Cheikh Omar Diallo : « L’École africaine d’art oratoire a une ambition forte pour la sous-région d’abord et l’Afrique ensuite »
Cheikh Omar Diallo a lancé au mois de juillet l’École africaine d’art oratoire (EAO), une structure qui a pour vocation de former les décideurs africains à la prise de parole en public. Cet ancien conseiller de l’ex-président Abdoualye Wade et ex-collaborateur de Jeune Afrique a répondu à nos questions.
Fondée et dirigée par le Dr Cheikh Diallo (ancien collaborateur de Jeune Afrique), l’École africaine d’art oratoire (EAO) a ouvert ses portes en juillet dernier à Dakar. À vocation panafricaine et spécialisée dans l’art de la prise de parole en public, elle propose des ateliers et séminaires exclusivement destinés aux leaders, managers, et chefs d’entreprises publiques et privées africains.
L’EAO propose ses formations intensives, spécialisations et formations sur mesure aussi bien au Sénégal que dans la zone francophone, en partenariat avec le Groupe Institut Africain de Management (IAM) dirigé par Moustapha Guirassy, ancien ministre de la Communication du Sénégal sous la présidence d’Abdoulaye Wade.
Jeune Afrique : Pourquoi une école d’art oratoire ?
Cheikh Diallo : Je suis parti d’un constat dont j’ai tiré plusieurs enseignements majeurs.
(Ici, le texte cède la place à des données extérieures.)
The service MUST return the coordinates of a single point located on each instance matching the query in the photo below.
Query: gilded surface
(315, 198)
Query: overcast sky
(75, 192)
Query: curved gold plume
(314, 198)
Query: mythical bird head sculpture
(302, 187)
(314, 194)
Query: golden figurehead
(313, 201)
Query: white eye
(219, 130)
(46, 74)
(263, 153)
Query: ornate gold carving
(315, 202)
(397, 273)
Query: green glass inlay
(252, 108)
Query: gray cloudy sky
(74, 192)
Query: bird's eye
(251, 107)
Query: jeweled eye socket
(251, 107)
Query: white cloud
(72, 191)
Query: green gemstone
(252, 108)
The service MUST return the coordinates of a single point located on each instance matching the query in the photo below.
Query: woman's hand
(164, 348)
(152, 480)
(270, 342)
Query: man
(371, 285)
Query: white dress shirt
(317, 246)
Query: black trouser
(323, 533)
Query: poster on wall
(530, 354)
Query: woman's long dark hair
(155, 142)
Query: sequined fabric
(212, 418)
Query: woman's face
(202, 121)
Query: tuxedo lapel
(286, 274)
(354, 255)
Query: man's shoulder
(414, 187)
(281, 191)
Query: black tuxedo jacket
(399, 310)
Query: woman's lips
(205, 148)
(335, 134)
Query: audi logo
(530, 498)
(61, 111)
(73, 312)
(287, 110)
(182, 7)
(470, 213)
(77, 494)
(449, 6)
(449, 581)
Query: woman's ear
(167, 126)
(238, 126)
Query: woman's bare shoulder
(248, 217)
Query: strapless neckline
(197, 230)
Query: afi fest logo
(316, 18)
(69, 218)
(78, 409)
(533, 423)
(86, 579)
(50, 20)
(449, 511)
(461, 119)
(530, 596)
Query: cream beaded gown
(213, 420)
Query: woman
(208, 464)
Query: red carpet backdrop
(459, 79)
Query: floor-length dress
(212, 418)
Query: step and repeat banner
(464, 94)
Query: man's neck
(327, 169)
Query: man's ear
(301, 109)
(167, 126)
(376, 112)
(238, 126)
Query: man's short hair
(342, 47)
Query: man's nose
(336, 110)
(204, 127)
Combien de marchés publics ou de contrats en or ont été perdus par des managers africains à cause d’une mauvaise technique de présentation de projets ? Combien d’hommes politiques ont lamentablement échoué alors qu’ils étaient porteurs d’ambitieux programmes ? Combien de destins brisés dans une entreprise publique ou privée à cause d’une mauvaise prise de parole en public ou parce que l’orateur n’imprime pas assez dans l’opinion ?
Nous sommes généralement de beaux parleurs mais pas de bons orateurs
Regardons autour de nous en Afrique francophone. Nous sommes généralement de beaux parleurs mais pas de bons orateurs. Le beau-parleur enveloppe sa pensée sans forcément la dire. À ses yeux, dire, c’est faire. Tant que ce speech est circonscrit dans la sphère privée, ça passe. Mais dans la sphère publique, ça devient sérieux. Le discours d’un bon orateur doit avoir un impact direct et un effet immédiat sur l’auditoire. Parce qu’un projet mal expliqué, est un projet mort.
À ce niveau, l’objectif de performance est de réussir sa prise de parole en public, de convaincre son auditoire et d’emporter définitivement l’adhésion. Et là, ça devient de l’art. Dans notre monde de vitesse digitale, d’exigence et de compétitivité, la prise de parole en public a fini de se professionnaliser avec sa boîte à outils conceptuelle, ses codes et des techniques. D’où la création de cette école, la première du genre en Afrique francophone.
Quels profils ciblez-vous ?
Bien qu’installée à Dakar, l’EAO a une ambition forte pour la sous-région d’abord et l’Afrique ensuite. Les techniques et outils de la prise de parole en public que nous essayons de transmettre sont orientés vers les décideurs africains, les porteurs de projets et d’ambitions. Sur nos listes d’inscription, vous trouverez des banquiers, des cadres de la téléphonie mobile, des notaires, des politiques, des députés, des chefs d’entreprise, etc. Les étudiants ne sont pas admis. Sauf à titre dérogatoire ou exceptionnel.
À quelles situations de la vie d’entreprise vos enseignements s’appliquent-ils ?
Dès que vous entrez sur scène, votre parole ne vous appartient plus, elle est destinée au grand public. C’est pourquoi nos centres d’intérêt pédagogique vont du simple pitch lors d’une réunion d’entreprise au discours prononcé dans un meeting politique, en passant par le speech au cours une télé-conférence entre opérateurs économiques, par exemple.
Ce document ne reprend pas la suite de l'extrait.